UK police promise more fingerprint matching, facial recognition in efficiency revamp
 

Biometrics, automation, and drones are a part of the United Kingdom’s new plan to transform policing.

Gavin Stephens, chair of the National Police Chiefs’ Council (NPCC) laid out a new direction for the police force on Wednesday citing several key areas for improvement. Aside from increasing effectiveness, training and financial resilience, the plan includes ramping up innovation, according to an announcement from the NPCC.

Stephens said there were four technological projects underway to improve policing. The first one is a new digital fingerprint-matching system that will speed up the process by three days on average and increase fingerprint hits by 50 percent by fiscal year 2025 and 2026.

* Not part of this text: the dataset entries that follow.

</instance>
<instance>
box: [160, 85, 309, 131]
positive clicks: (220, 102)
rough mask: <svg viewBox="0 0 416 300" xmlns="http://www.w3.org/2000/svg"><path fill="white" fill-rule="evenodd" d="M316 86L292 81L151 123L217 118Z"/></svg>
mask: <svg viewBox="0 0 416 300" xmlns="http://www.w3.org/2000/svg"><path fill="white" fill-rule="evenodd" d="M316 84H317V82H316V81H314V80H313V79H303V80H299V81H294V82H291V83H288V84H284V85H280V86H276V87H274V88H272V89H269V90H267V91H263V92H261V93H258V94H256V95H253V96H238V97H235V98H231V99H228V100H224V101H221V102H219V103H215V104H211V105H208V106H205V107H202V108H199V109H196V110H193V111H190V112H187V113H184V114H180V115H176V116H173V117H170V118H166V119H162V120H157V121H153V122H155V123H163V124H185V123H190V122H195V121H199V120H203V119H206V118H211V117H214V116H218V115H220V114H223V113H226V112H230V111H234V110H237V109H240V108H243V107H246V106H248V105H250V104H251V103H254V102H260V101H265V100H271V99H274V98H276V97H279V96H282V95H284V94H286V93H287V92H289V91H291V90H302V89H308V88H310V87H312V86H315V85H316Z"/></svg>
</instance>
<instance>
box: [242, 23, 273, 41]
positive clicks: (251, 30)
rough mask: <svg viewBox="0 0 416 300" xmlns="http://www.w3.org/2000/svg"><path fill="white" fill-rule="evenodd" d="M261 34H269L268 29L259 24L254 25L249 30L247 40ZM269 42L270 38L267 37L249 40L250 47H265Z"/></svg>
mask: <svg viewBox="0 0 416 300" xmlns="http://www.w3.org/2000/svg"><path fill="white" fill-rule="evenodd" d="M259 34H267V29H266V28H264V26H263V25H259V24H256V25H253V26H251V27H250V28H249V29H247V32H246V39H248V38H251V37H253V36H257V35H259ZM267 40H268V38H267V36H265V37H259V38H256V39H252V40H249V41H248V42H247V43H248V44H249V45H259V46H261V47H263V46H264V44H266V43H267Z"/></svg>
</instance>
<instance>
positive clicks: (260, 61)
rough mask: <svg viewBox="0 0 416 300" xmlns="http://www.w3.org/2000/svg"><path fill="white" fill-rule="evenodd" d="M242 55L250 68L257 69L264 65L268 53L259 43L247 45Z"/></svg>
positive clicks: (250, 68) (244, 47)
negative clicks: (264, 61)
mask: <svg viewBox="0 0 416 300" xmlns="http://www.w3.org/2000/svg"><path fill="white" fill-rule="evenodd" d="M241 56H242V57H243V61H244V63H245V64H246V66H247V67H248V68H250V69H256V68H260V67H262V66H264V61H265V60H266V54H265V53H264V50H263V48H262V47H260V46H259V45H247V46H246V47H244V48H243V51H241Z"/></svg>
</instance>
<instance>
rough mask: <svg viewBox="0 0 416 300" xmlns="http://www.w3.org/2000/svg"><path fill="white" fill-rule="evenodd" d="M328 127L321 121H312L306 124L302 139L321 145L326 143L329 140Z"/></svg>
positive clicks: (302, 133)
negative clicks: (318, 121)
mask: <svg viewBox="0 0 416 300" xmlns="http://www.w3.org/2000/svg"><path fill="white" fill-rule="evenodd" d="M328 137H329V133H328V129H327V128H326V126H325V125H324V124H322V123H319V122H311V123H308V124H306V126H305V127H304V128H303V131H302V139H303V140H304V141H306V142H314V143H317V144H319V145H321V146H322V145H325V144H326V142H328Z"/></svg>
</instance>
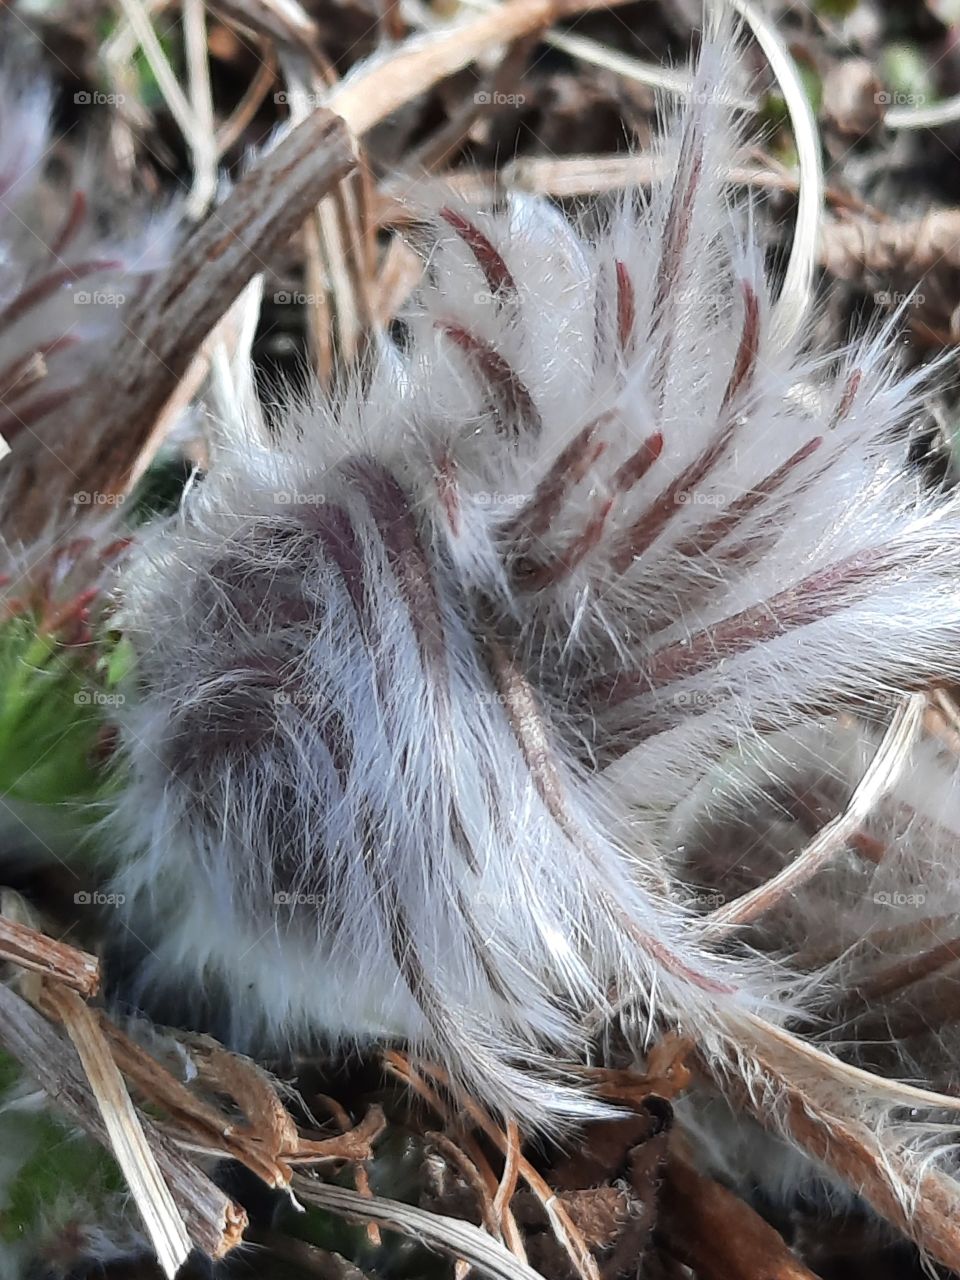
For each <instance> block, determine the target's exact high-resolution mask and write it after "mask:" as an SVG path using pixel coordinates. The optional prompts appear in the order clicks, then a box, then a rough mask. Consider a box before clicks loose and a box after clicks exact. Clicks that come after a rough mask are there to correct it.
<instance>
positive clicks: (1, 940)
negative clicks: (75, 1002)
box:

The police also plan to take advantage of facial recognition technology. A South Wales Police study found that retrospective facial recognition helps them identify 200 suspects every month, Stephens said.

Another part of the revamp will be automating administrative tasks, a project that has received £1.8 million (US$2.2 million) in funding, and further support for the police national drone program. UK police currently operate 400 UAVs across all forces.

The NPCC also plans to launch a new dedicated Science and Technology Committee.

“Collectively, I’d like to work with you to make the case, that policing should be a primary place for deployment of the very best that UK Science and Technology has to offer,” says Chief Constable Stephens, who was named as NPPC chief in March.

The UK police have been ramping up the use of facial recognition despite criticism from civil liberties groups, experts and some lawmakers.

In October, Policing Minister Chris Philp called for expanding the use of live facial recognition to deter crime while in September, the London Metropolitan Police Commissioner Sir Mark Rowley hailed the technology as a tool that will transform investigative work. The police in Scotland recently released data showing it has tripled the use of retrospective facial recognition over the last five years.

In September, the police launched Project Pegasus, a US$752,000 police operation supported by British retailers to match CCTV images of shoplifters with those in a national police database.

The UK Home Office’s biometrics and surveillance commissioner, Fraser Sampson slammed police use of facial recognition over unresolved legal issues in October.